Some people are drawn to, and indulge in, terrible shit music simply
because their brains cannot process or synch up to the abstract. They
want a beat and some identity and they don't want extended experiences
in the arts. If you played some jazz or Bach for them, they would
totally dislike it and be bored. Their music might give them some kind
of vulgar high like rap, where they have to identify with some fake
pride of a thug figure as a way of self grasping, when they have no
accomplishments or real purpose for having self-esteem normally. They
completely have no understanding of the god-like enjoyments that come
from being able to understand actual music, much less the best-crafted
music. There is a coarseness, or obscuration that binds them to a more
dualistic reality (the rapper, as an example, is in opposition to the
rest of the world) instead of producing actual music that doesn't
require words and is a whole other dimension of experience beyond self-
fixation. Just a beat, an identity. And that is what is cool these
days. Art being cool? It died in 1959. Parker saw it too. Bebop was
once the popular music but it couldn't last because it was art and
died as a result of R&B in Harlem: beat and identity: silly cloths and
dance; not much has changed since then. Rap can be art, and exist as
art, I'm not saying otherwise. However it shows us what the kids think
is cool these days post 1959: a beat and an identity. Jazz is beyond
that level of simplicity. Zappa saw that too: he said that jazz wasn't
dead, but that jazz smelled bad. Jazz began its death in the 1950s.

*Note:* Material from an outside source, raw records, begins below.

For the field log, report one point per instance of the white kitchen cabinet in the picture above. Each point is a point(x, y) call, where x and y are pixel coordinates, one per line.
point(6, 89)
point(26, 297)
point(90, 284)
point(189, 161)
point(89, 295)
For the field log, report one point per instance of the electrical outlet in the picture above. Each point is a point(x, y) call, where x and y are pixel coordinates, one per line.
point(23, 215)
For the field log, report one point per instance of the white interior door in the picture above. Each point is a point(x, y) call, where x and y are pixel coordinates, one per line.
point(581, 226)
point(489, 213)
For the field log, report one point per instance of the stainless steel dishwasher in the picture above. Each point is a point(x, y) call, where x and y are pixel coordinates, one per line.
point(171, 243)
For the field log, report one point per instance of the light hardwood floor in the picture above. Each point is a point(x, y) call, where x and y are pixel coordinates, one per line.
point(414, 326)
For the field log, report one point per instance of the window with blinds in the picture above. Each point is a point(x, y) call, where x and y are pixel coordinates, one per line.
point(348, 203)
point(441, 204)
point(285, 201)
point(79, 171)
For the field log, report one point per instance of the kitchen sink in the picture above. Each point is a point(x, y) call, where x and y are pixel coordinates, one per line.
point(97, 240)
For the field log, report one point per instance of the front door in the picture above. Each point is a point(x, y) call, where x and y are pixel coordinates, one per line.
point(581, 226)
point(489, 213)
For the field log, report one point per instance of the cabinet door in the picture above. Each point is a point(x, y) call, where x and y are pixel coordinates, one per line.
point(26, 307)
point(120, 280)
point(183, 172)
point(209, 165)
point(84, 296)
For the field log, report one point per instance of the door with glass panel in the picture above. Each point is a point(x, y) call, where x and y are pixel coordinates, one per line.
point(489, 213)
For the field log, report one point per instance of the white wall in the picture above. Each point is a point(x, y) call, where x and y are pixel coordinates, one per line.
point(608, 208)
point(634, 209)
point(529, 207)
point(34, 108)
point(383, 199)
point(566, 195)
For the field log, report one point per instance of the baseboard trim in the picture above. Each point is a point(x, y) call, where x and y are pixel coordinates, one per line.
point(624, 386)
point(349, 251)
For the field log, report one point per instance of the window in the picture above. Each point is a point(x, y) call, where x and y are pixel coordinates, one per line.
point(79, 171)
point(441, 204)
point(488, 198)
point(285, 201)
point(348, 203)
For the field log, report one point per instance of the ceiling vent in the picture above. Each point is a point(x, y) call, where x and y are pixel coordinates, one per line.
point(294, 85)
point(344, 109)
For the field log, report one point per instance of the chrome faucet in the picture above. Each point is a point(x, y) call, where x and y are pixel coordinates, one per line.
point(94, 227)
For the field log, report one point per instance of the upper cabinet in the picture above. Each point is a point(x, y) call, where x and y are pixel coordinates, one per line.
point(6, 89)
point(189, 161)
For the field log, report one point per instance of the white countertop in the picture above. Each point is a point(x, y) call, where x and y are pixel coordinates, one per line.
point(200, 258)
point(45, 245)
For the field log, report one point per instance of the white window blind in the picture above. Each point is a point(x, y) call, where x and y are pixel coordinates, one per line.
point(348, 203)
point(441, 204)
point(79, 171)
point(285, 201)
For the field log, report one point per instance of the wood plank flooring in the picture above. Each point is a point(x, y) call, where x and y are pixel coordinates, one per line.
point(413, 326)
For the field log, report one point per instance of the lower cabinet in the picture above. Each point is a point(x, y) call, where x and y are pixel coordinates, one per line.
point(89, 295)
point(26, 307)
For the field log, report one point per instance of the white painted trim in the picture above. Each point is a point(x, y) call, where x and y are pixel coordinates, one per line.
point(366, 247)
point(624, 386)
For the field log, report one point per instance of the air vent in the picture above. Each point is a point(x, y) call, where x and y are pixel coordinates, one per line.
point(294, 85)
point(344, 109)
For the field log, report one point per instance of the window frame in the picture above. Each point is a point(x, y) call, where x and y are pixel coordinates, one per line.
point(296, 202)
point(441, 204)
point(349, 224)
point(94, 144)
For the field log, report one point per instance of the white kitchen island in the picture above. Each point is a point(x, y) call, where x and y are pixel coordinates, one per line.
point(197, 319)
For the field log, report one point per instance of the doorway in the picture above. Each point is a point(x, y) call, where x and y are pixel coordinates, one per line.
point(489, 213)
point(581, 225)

Parker knew it. He suffered over it. Shortly thereafter, the rock
players stole the American blues, exported it from to/from England,
and the money makers all conspired to pump low grade music into our
culture. The pop music and entertainment industry was off making big
money. Jazz was primarily American black art, abstract, and elevated
beyond normal pop music, and money makers would never sustain it and
make money unless they sold it to white kids (the market) and that was
not easy; so jazz died as a popular musical form. It took the
marketers years to get white kids to buy black music: R&B, rap,
mostly. Because the pop culture money machine mastered the beat, and
the identity components that sell records. Jazz has nothing to do with
silly clothes, stage dancing, entertaining light shows, or anything
else in pop culture. Jazz exists for us lucky few who can rise above
the norm of shit music. It lives within us. We are blessed to be able
to love it and help it evolve as well as enjoy the music from its era,
the genius artists, and the details of the art form. We are the
fortunate ones. And we have a duty to endure, promulgate jazz.